WM Project adds up to a family of musicians playing modern jazz with strong ties to tradition.
"From a Familiar Place" by WM Project - A February 2018 DownBeat Editors' Pick
"...well-conceived and executed project..." - ****Mark Gilbert, Jazz Journal
"…the pianist and saxophonist have assembled a terrific lineup..." - Bobby Reed, DownBeat
The musical masterminds behind WM Project, pianist Andrzej Winnicki and tenor saxophonist Krzysztof Medyna, go back a long way. In the 90's, they have played together in the fusion group Electric Breakwater ("In the Bush" CD with Mark Egan on bass and Rodney Holmes on drums), and have furthered appreciation of Polish composer and pianist Krzysztof Komeda through their widely acclaimed Komeda Project. KP's "Requiem", featuring bassist Scott Colley, drummer Nasheet Waits and trumpeter Russ Johnson made the list of Top New Albums in The Village Voice Critics Poll in 2009.
Their album "From a Familiar Place" is a personal project for Winnicki and Medyna whose surnames are ingrained in the name: WM Project. The music sums up a long life lived with jazz, but also looks forward to the future. Winnicki's own son, Michael Winnicki, is a highly talented drummer and brings youthful energy to original compositions and classics like Paul Desmond's "Take Five" and Joe Zawinul's "Mercy, Mercy, Mercy". In fact, rhythm is the essence of the group, as Medyna explains: "The only thing I care about is groove which we have in both re-worked tunes. We need to stay in tune with the African-American roots of jazz".
These roots of rhythm also include hip-hop that provided inspiration for the grooves used on the tunes. As Winnicki says: "Arrangements for both 'Mercy, Mercy, Mercy' and 'Take Five' started with a groove. Just a drum groove to be exact. I don't actively listen to hip-hop music at all, but it's hard not to be aware of its impact on the culture of today. So consciously or subconsciously I was drawn into the hip-hop beats when looking for the fresh sounding grooves I could use to build my arrangements upon."

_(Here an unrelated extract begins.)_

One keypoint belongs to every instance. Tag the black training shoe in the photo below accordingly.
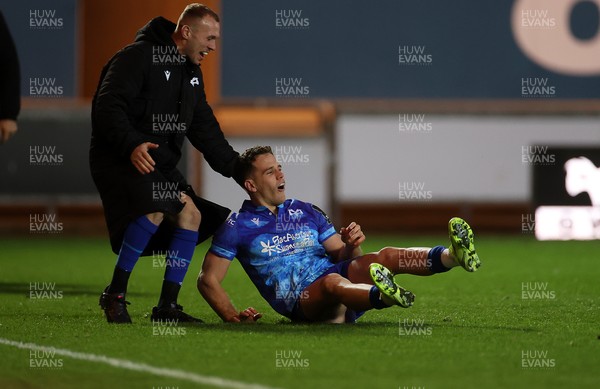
(114, 306)
(172, 312)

Bassist Jeff Dingler and Michael Winnicki form the rhythm section. Elaborating on their connection, Andrzej Winnicki says: "Jeff and Michael have been playing in different projects together since their time at the Mason Gross School of Arts. They understand and complement each other musically really well so the choice of the rhythm section was easy to make."
Looking ahead while also looking back is not a comfort zone of nostalgia, but a challenging source of creativity, as Medyna says: "All of us have a kind of 'familiar place' in our memories, desires or places left on the path of our lives. To me this title must stimulate the listener's individual imagination and the music shall take the listener to such familiar place.